Nile Gardiner of the Heritage Foundation's Margaret Thatcher Centre for Freedom added, “There is a very clear U.S. public interest in ensuring Harry did not receive any favorable or preferential treatment by the immigration authorities” and said, “Harry should welcome the release of his immigration application so the public can see what was put in the application,” as the Mail noted.

Voluminous Admissions

Prince Harry has not been shy when it comes to detailing his past experiences with illegal drugs, some of which date back to his teenage years, as he readily revealed in his recent memoir, Spare, as the Examiner explains.

In the book, Harry states that he has indulged in cocaine, psychedelic mushrooms, and marijuana over the course of his life, and he has also spoken about his experimentation with ayahuasca, an Amazonian hallucinogenic plant.

Furthermore, in a recent online discussion with so-called trauma expert Gabor Maté, the Duke of Sussex indicated his belief in the important role psychedelic drugs have played in his ability to deal with tumultuous times in his life, as PageSix reported in March.

Speaking of his use of psychedelics, Harry explained, “It was the cleaning of the windscreen, the removal of life's filters – these layers of filters – it removed it all for me and brought me a sense of relaxation, relief, comfort, a lightness that I managed to hold back for a period of time,” and he described the experiences as “one of the fundamental parts” of his life.

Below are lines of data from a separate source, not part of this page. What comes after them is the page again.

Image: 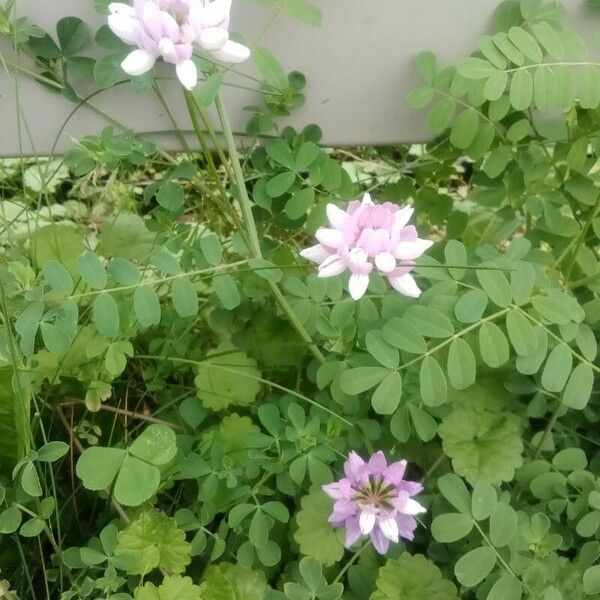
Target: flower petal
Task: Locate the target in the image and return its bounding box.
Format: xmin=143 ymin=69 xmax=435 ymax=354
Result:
xmin=175 ymin=60 xmax=198 ymax=90
xmin=326 ymin=204 xmax=348 ymax=229
xmin=375 ymin=252 xmax=396 ymax=273
xmin=300 ymin=244 xmax=331 ymax=263
xmin=388 ymin=273 xmax=421 ymax=298
xmin=377 ymin=517 xmax=398 ymax=543
xmin=211 ymin=40 xmax=250 ymax=64
xmin=315 ymin=227 xmax=344 ymax=248
xmin=318 ymin=254 xmax=346 ymax=277
xmin=348 ymin=274 xmax=369 ymax=300
xmin=358 ymin=510 xmax=377 ymax=535
xmin=196 ymin=27 xmax=229 ymax=50
xmin=121 ymin=50 xmax=156 ymax=77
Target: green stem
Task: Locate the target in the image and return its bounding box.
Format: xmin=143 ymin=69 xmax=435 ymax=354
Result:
xmin=216 ymin=95 xmax=325 ymax=363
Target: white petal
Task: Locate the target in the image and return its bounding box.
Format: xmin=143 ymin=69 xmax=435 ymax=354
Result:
xmin=404 ymin=498 xmax=427 ymax=525
xmin=108 ymin=13 xmax=139 ymax=44
xmin=211 ymin=40 xmax=250 ymax=64
xmin=358 ymin=511 xmax=375 ymax=535
xmin=196 ymin=27 xmax=229 ymax=50
xmin=379 ymin=517 xmax=398 ymax=543
xmin=327 ymin=204 xmax=348 ymax=229
xmin=319 ymin=254 xmax=346 ymax=277
xmin=300 ymin=244 xmax=330 ymax=263
xmin=121 ymin=50 xmax=156 ymax=77
xmin=375 ymin=252 xmax=396 ymax=273
xmin=176 ymin=60 xmax=198 ymax=90
xmin=394 ymin=206 xmax=415 ymax=231
xmin=394 ymin=239 xmax=433 ymax=260
xmin=348 ymin=275 xmax=369 ymax=300
xmin=388 ymin=273 xmax=421 ymax=298
xmin=315 ymin=227 xmax=344 ymax=248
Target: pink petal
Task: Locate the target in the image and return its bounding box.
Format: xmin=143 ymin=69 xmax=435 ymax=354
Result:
xmin=121 ymin=50 xmax=156 ymax=77
xmin=388 ymin=273 xmax=421 ymax=298
xmin=348 ymin=274 xmax=369 ymax=300
xmin=176 ymin=60 xmax=198 ymax=90
xmin=300 ymin=244 xmax=330 ymax=263
xmin=211 ymin=40 xmax=250 ymax=64
xmin=377 ymin=517 xmax=398 ymax=543
xmin=383 ymin=460 xmax=407 ymax=485
xmin=326 ymin=204 xmax=348 ymax=229
xmin=375 ymin=252 xmax=396 ymax=273
xmin=318 ymin=254 xmax=346 ymax=277
xmin=371 ymin=529 xmax=390 ymax=554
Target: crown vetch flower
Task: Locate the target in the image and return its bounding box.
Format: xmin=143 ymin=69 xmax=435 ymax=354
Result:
xmin=323 ymin=452 xmax=426 ymax=554
xmin=108 ymin=0 xmax=250 ymax=90
xmin=300 ymin=194 xmax=433 ymax=300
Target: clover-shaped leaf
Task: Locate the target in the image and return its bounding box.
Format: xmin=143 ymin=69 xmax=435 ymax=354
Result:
xmin=76 ymin=425 xmax=177 ymax=506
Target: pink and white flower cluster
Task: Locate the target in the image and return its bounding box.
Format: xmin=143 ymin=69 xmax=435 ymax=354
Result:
xmin=300 ymin=194 xmax=433 ymax=300
xmin=323 ymin=452 xmax=426 ymax=554
xmin=108 ymin=0 xmax=250 ymax=90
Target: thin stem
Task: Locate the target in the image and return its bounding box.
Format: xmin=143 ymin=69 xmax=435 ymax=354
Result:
xmin=216 ymin=95 xmax=325 ymax=363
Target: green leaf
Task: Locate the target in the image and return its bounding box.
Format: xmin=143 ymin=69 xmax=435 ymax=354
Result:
xmin=198 ymin=563 xmax=267 ymax=600
xmin=282 ymin=0 xmax=323 ymax=27
xmin=450 ymin=108 xmax=479 ymax=150
xmin=134 ymin=575 xmax=202 ymax=600
xmin=431 ymin=513 xmax=473 ymax=544
xmin=42 ymin=260 xmax=73 ymax=296
xmin=133 ymin=285 xmax=161 ymax=327
xmin=490 ymin=502 xmax=517 ymax=548
xmin=381 ymin=317 xmax=427 ymax=354
xmin=510 ymin=71 xmax=533 ymax=110
xmin=479 ymin=322 xmax=510 ymax=369
xmin=213 ymin=273 xmax=242 ymax=310
xmin=454 ymin=290 xmax=488 ymax=323
xmin=404 ymin=305 xmax=454 ymax=339
xmin=456 ymin=56 xmax=498 ymax=79
xmin=77 ymin=251 xmax=107 ymax=290
xmin=477 ymin=263 xmax=512 ymax=307
xmin=115 ymin=509 xmax=191 ymax=575
xmin=252 ymin=46 xmax=289 ymax=91
xmin=371 ymin=371 xmax=402 ymax=415
xmin=541 ymin=344 xmax=573 ymax=392
xmin=171 ymin=277 xmax=198 ymax=319
xmin=563 ymin=363 xmax=594 ymax=410
xmin=156 ymin=181 xmax=185 ymax=212
xmin=426 ymin=98 xmax=456 ymax=135
xmin=508 ymin=27 xmax=544 ymax=63
xmin=454 ymin=546 xmax=496 ymax=587
xmin=56 ymin=17 xmax=87 ymax=56
xmin=506 ymin=309 xmax=537 ymax=356
xmin=370 ymin=552 xmax=459 ymax=600
xmin=294 ymin=487 xmax=344 ymax=567
xmin=486 ymin=573 xmax=520 ymax=600
xmin=448 ymin=338 xmax=477 ymax=390
xmin=437 ymin=473 xmax=471 ymax=515
xmin=419 ymin=356 xmax=448 ymax=406
xmin=194 ymin=342 xmax=260 ymax=410
xmin=471 ymin=481 xmax=498 ymax=521
xmin=92 ymin=292 xmax=120 ymax=338
xmin=340 ymin=367 xmax=390 ymax=396
xmin=438 ymin=406 xmax=523 ymax=484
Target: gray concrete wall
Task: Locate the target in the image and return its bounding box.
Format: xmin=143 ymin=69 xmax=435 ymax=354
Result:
xmin=0 ymin=0 xmax=600 ymax=156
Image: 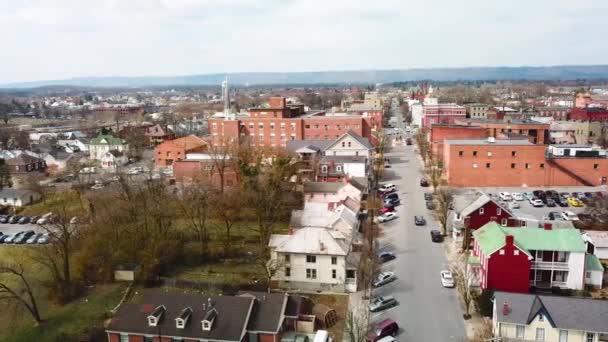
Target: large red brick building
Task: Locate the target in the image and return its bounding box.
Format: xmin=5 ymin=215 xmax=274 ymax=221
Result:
xmin=208 ymin=97 xmax=382 ymax=148
xmin=443 ymin=138 xmax=608 ymax=187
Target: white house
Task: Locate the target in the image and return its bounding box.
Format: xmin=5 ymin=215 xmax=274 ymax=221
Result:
xmin=492 ymin=292 xmax=608 ymax=342
xmin=89 ymin=133 xmax=129 ymax=160
xmin=0 ymin=188 xmax=41 ymax=207
xmin=101 ymin=151 xmax=129 ymax=170
xmin=269 ymin=227 xmax=359 ymax=292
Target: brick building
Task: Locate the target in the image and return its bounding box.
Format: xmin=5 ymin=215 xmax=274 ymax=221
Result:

Fair Play or Preferential Treatment?

A key question the Heritage Foundation asks in its quest for Harry's immigration records is whether he provided honest answers on his visa application regarding his past drug use and – if he did – whether federal authorities simply overlooked what is often for other – less famous – applicants a disqualifying factor.

Former federal prosecutor Neama Rahmani told PageSix earlier this year that due to what is already known about his past history Harry should never have been permitted to take up residence in the United States in the first place, as the Post noted.

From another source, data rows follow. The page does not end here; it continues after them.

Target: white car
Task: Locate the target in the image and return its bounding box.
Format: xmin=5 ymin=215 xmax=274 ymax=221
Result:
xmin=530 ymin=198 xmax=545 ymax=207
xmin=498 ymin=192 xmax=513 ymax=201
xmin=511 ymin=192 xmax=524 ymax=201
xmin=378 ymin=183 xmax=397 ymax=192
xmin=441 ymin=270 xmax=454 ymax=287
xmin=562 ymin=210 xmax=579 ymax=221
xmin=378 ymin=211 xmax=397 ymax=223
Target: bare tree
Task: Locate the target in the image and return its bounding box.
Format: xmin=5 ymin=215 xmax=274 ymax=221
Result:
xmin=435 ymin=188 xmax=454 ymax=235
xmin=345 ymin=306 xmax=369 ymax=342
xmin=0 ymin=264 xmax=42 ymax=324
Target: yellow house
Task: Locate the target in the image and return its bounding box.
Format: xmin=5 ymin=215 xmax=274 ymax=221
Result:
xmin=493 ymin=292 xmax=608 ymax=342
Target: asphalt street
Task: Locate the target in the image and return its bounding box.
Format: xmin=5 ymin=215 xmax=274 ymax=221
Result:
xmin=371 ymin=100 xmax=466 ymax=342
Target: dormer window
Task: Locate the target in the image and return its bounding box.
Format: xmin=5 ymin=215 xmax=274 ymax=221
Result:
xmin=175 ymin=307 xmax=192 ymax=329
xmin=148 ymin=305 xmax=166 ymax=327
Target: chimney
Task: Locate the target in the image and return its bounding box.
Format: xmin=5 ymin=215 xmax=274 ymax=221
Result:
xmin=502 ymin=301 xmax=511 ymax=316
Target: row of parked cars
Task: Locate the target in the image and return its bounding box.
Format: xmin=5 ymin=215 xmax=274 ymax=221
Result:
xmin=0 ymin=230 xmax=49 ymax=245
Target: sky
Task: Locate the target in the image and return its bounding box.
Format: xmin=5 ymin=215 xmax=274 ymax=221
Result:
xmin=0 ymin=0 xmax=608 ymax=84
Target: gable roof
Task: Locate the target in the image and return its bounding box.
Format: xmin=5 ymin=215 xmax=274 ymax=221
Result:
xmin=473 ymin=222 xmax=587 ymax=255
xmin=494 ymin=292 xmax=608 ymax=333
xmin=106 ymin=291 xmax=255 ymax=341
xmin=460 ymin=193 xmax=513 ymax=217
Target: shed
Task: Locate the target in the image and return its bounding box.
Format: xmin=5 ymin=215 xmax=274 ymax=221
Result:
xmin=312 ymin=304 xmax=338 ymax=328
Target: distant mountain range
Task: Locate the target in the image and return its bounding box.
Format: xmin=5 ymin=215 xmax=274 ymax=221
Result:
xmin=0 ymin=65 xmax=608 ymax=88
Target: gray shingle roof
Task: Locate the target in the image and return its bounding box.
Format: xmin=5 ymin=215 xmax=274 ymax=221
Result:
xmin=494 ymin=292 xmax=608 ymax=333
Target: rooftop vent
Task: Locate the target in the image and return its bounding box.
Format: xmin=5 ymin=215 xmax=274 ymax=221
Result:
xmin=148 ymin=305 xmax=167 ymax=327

Rahmani stated, “An admission of drug use is usually grounds for inadmissibility. That means Prince Harry's visa should have been denied or revoked because he admitted to using cocaine, mushrooms, and other drugs.”

Taking a different view, however, was attorney James Leonard, who suggested that absent a drug-related conviction, it was unlikely that Harry would ever have been denied entry. “You've got to give [the government] something that would trigger [a probe], and revealing it in a book, that you experimented with drugs when you were a young man, I don't think gets you there," he said.

Assurances Sought

While the ultimate outcome of the Heritage Foundation lawsuit is an open question, Gardiner believes it is incumbent on the Biden administration to “assure the American people that the rule of law is applied equally with regard to immigration,” as GB News noted.

The group's complaint further contended, “While this case focuses on the widespread public and press interest on the specific issue of whether DHS acted, and is acting, appropriately as regard the Duke of Sussex, it cannot be separated from its broader context.”

“The press and Congressional hearing rooms are replete with detailed accusations that DHS is deliberately refusing to enforce the country's immigration laws and is responsible for the current crisis at the border,” the complaint went on.

Whether the lawsuit will result in greater transparency with regard to Harry or to larger questions of federal immigration law enforcement remains to be seen, but in the meantime, the Duke of Sussex will be in the spotlight yet again this weekend for a reportedly very brief solo visit to London for the coronation of his father, King Charles III.